Brute force video stabilisation with elastix

On my page about HP Spectre x360 battery charging problems I wanted to have an animation of a flashing battery LED. This needed to be a short looped video. Since I’d shot the video by hand, there was a lot of camera movement. Even finding the most stable one second of the video caused a glitch at the loop point.

Using FFmpeg’s deshake filter didn’t really reduce the glitch acceptably. Since I knew the final video had to be still, I didn’t need to find something that could distinguish deliberate movement from shake. I could look for something that could lock the image completely. This led me into the world of image registration.

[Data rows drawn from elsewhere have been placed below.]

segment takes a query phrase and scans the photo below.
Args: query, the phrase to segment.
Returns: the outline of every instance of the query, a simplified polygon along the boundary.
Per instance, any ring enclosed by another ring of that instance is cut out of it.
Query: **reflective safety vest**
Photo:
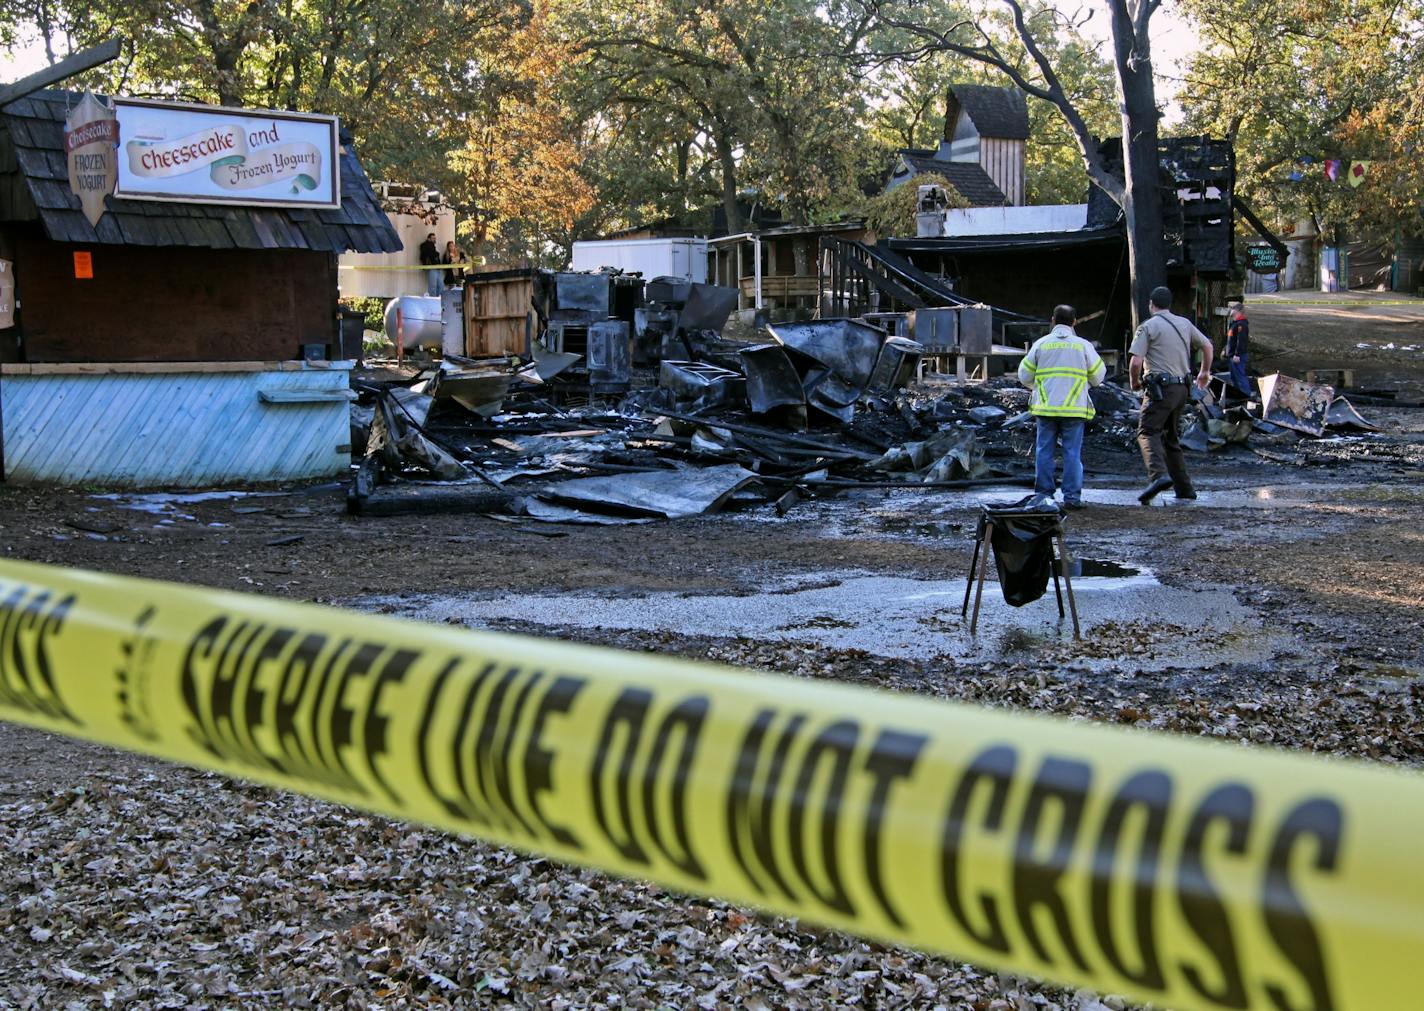
[[[1091,418],[1088,387],[1107,376],[1107,366],[1093,345],[1059,324],[1029,348],[1019,365],[1019,382],[1033,395],[1028,409],[1043,418]]]

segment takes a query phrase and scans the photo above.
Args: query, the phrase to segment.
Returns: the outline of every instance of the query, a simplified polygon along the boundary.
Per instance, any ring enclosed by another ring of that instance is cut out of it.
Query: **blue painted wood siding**
[[[0,375],[5,474],[16,484],[201,488],[336,477],[351,463],[348,403],[264,403],[259,396],[346,390],[349,366],[339,363],[111,375],[11,371],[24,368],[7,366]]]

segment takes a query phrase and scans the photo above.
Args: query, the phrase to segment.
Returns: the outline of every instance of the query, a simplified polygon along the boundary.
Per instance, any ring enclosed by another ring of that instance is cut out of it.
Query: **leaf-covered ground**
[[[1108,633],[1104,633],[1108,634]],[[607,636],[583,633],[606,640]],[[1205,674],[1089,687],[1036,664],[907,665],[623,636],[799,676],[1417,763],[1414,682]],[[82,782],[0,805],[0,1007],[1122,1007],[221,776],[5,727]]]

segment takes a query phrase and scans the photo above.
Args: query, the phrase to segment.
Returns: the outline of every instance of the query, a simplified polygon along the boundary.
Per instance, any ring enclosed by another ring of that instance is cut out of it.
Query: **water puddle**
[[[1057,559],[1053,562],[1053,567],[1061,574],[1063,564]],[[1134,576],[1141,576],[1142,569],[1134,569],[1130,565],[1120,565],[1117,562],[1109,562],[1102,558],[1070,558],[1068,559],[1068,576],[1070,579],[1131,579]],[[1150,579],[1152,574],[1147,573]],[[1155,582],[1155,580],[1153,580]]]
[[[963,520],[927,520],[923,516],[877,516],[875,525],[887,534],[914,537],[961,537],[966,529]],[[968,525],[970,534],[973,526]]]
[[[1091,509],[1093,506],[1131,506],[1142,509],[1137,500],[1142,489],[1094,488],[1083,489],[1083,501]],[[1338,502],[1345,497],[1348,489],[1339,485],[1292,484],[1292,485],[1251,485],[1239,488],[1204,488],[1198,486],[1195,499],[1179,499],[1171,489],[1152,500],[1146,508],[1153,509],[1293,509],[1303,505],[1319,505]],[[976,488],[957,492],[956,502],[960,507],[996,505],[1012,502],[1023,497],[1020,488]],[[1071,516],[1071,514],[1070,514]]]
[[[423,621],[474,627],[516,622],[531,629],[690,633],[898,658],[998,658],[1022,652],[1024,643],[1040,651],[1066,647],[1065,655],[1097,658],[1084,662],[1104,669],[1124,662],[1135,670],[1199,669],[1232,660],[1259,662],[1270,656],[1269,637],[1228,590],[1163,586],[1150,570],[1100,559],[1081,559],[1072,565],[1069,572],[1078,577],[1074,597],[1088,646],[1093,630],[1100,628],[1100,635],[1114,638],[1128,629],[1134,641],[1140,633],[1140,641],[1150,642],[1150,648],[1079,649],[1072,644],[1071,622],[1058,615],[1051,583],[1042,599],[1012,608],[1004,603],[992,575],[980,602],[976,636],[969,634],[969,620],[960,613],[963,578],[912,579],[864,572],[804,573],[736,595],[471,594],[377,597],[354,603]],[[1189,630],[1200,628],[1216,629],[1219,634],[1207,640],[1190,634]],[[1101,658],[1104,653],[1109,654],[1106,659]]]

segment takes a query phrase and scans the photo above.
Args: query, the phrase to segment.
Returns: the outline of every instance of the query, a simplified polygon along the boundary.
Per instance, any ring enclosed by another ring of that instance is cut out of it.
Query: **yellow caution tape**
[[[339,263],[339,264],[337,264],[336,269],[337,269],[337,270],[474,270],[476,267],[483,267],[484,264],[485,264],[485,258],[484,258],[483,256],[480,256],[480,257],[476,257],[474,260],[470,261],[469,263],[440,263],[440,264],[435,264],[435,265],[432,265],[432,266],[423,266],[423,265],[421,265],[421,266],[415,266],[415,267],[370,267],[370,266],[367,266],[367,265],[364,264],[364,263],[361,263],[361,264]]]
[[[1291,298],[1265,298],[1265,297],[1262,297],[1262,296],[1260,296],[1260,295],[1257,295],[1257,296],[1255,296],[1254,298],[1248,300],[1248,302],[1247,302],[1247,308],[1248,308],[1248,310],[1250,309],[1251,306],[1263,306],[1263,305],[1348,305],[1348,306],[1354,306],[1354,307],[1357,308],[1357,309],[1373,309],[1375,306],[1378,306],[1378,305],[1412,305],[1412,306],[1415,306],[1416,308],[1424,309],[1424,299],[1415,298],[1415,299],[1398,300],[1398,301],[1393,301],[1393,300],[1392,300],[1392,301],[1388,301],[1388,302],[1384,302],[1384,301],[1371,302],[1371,301],[1369,301],[1369,300],[1367,300],[1367,299],[1361,299],[1361,300],[1350,301],[1350,302],[1346,302],[1346,301],[1338,301],[1338,302],[1337,302],[1337,301],[1331,301],[1331,302],[1326,302],[1326,301],[1315,301],[1314,299],[1304,299],[1304,298],[1302,298],[1302,299],[1291,299]]]
[[[0,716],[1181,1009],[1424,984],[1424,777],[0,562]]]

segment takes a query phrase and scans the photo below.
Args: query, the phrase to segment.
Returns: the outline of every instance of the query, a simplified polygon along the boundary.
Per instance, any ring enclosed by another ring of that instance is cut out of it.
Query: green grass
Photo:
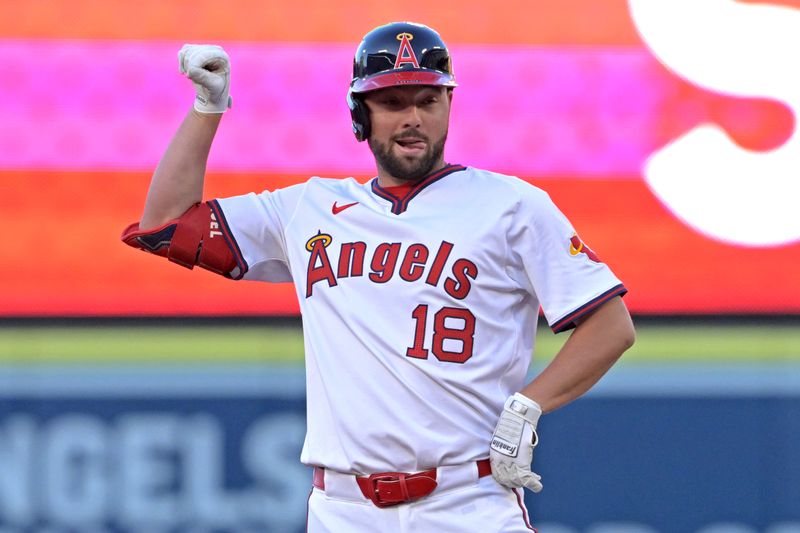
[[[537,361],[552,357],[568,334],[540,328]],[[0,329],[0,363],[300,363],[299,329],[280,327],[42,327]],[[800,328],[666,326],[637,328],[626,364],[660,362],[800,362]]]
[[[566,335],[566,334],[562,334]],[[566,336],[540,332],[537,352],[551,357]],[[625,363],[800,362],[800,328],[792,326],[638,326]]]
[[[300,362],[299,329],[72,327],[0,329],[0,362]]]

This article is about my experiments with elastix. This is not supposed to be an example of how to use elastix perfectly, SuperElastix is probably a better place to start. This article is about how very simple image processing tools can be combined to bring in a tool that does a single job. It shows how you can break a complex problem down into small steps and refine each step until it works.

In the best tradition of hacking-around-at-the-command-line, the commands were all one-liners. I’ve reformatted them for display here by adding backslash-newline at various places. Some of the commands might not work without reassembling them into a single line.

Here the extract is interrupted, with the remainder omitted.